We seem to be made to suffer. It's our lot in life: There's a startup that makes it possible for companies to keep using IE 6... but Live Messenger is being shut down. Oh, and Windows 8 is selling well, sorta (if you ignore the fact that there are something like 670 million devices running some brand of Windows), as long as you don't ask businesses about it.

Fear will keep the local systems in line: Europe, while on the one hand looking for ways to extract cash from Google, is also looking at a way to simply opt out.

It's all a lot of simple tricks and nonsense: Lockheed-Martin won a contract to implement a Microsoft 365 system for the Environmental Protection Agency.

Hey, what are you trying to push on us? The secret is out about Facebook's impact on busines bottom lines.

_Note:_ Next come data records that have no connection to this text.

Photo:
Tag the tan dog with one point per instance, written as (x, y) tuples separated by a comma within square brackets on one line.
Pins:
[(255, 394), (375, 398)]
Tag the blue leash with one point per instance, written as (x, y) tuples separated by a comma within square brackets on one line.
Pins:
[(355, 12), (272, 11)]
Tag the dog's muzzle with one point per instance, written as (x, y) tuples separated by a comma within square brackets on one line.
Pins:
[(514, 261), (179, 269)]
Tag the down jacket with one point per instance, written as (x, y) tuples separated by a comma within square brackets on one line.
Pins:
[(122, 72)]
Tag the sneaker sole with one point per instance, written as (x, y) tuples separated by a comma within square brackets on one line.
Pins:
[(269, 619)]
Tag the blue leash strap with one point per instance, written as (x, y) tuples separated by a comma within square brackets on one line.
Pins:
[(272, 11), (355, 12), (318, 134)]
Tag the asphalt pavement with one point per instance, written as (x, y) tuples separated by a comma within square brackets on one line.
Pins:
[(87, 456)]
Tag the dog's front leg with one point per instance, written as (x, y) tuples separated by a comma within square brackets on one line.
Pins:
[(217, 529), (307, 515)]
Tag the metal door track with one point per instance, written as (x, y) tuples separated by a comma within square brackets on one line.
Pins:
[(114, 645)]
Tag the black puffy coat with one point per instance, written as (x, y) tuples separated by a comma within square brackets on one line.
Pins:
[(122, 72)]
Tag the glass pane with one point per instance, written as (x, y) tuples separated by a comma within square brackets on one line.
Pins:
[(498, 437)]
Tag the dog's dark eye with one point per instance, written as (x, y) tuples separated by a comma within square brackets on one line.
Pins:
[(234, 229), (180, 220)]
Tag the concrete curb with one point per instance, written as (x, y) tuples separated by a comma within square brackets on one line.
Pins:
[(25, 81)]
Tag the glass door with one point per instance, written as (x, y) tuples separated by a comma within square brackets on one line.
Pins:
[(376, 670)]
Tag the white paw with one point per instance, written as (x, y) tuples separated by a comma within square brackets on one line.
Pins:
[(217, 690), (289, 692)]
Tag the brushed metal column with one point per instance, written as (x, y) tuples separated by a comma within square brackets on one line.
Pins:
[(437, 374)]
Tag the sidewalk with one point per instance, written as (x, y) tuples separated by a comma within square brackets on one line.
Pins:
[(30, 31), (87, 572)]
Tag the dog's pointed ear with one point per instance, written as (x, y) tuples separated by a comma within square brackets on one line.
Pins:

Jabba, you're a wonderful human being: If you're using SSL on your website, expect a letter from a law firm about a complaint. It should come as no surprise if a lawsuit is filed in Texas.

What good's a reward if you ain't around to use it? Or if the lawyers are going to take a bunch of it?

She'll make point five past lightspeed...: as long as you do it their way, that is. Southwest Airlines sent a "cease and desist" letter to a guy who built a website that would check you into one of their flights automatically as early as possible. Apparently, SWA is all about great customer service as long as it's the people deciding what great customer service is (and charging $10 for it).

I used to bullseye womp rats in my T-16 back home: Remember a little over a year ago when Netflix CEO Reed Hastings tried to split his company in two after raising the price, and it blew up in his face? Today, his company is responsible for one-third of North American bandwidth. It must be tough being right all the time.

I think you overestimate their chances... which is why big tech companies keep chasing the money instead of paying attention. Then again, the Chinese do have issues.

I sense something; a presence I've not felt since... Yahoo, pre-Mayer. Carl Icahn's latest target: Netflix.

I'd prefer a straight fight to all this sneaking around: Apple tried to pull a fast one after losing a round to Samsung, but the UK court said "not so fast".

I told you she would never consciously betray the Rebellion: Coca-Cola got hacked and kept it quiet -- kind of like the secret formula.

Help me, Obi-Wan Kenobi. You're my only hope (Signs of the Apocalypse): A "private" Facebook. Siri gets prudish. A mouse that requires you to go online to get it to work. Navy SEALs were punished for consulting on a video game. And the person who will be writing the script for the next Star Wars movie also did Little Miss Sunshine.

Milestones

New Geniuses: ralmada's third Genius certificate comes in the Query Syntax topic area. nav_kum_v has earned his first, in Oracle. Congratulations!

Milestones:

• matthewspatrick is the ninth member of EE to earn 15,000,000 points overall.
• hanccocka has earned 8,000,000 points in the VMware topic area.
• mbizup has earned 5,000,000 points in the Access topic area.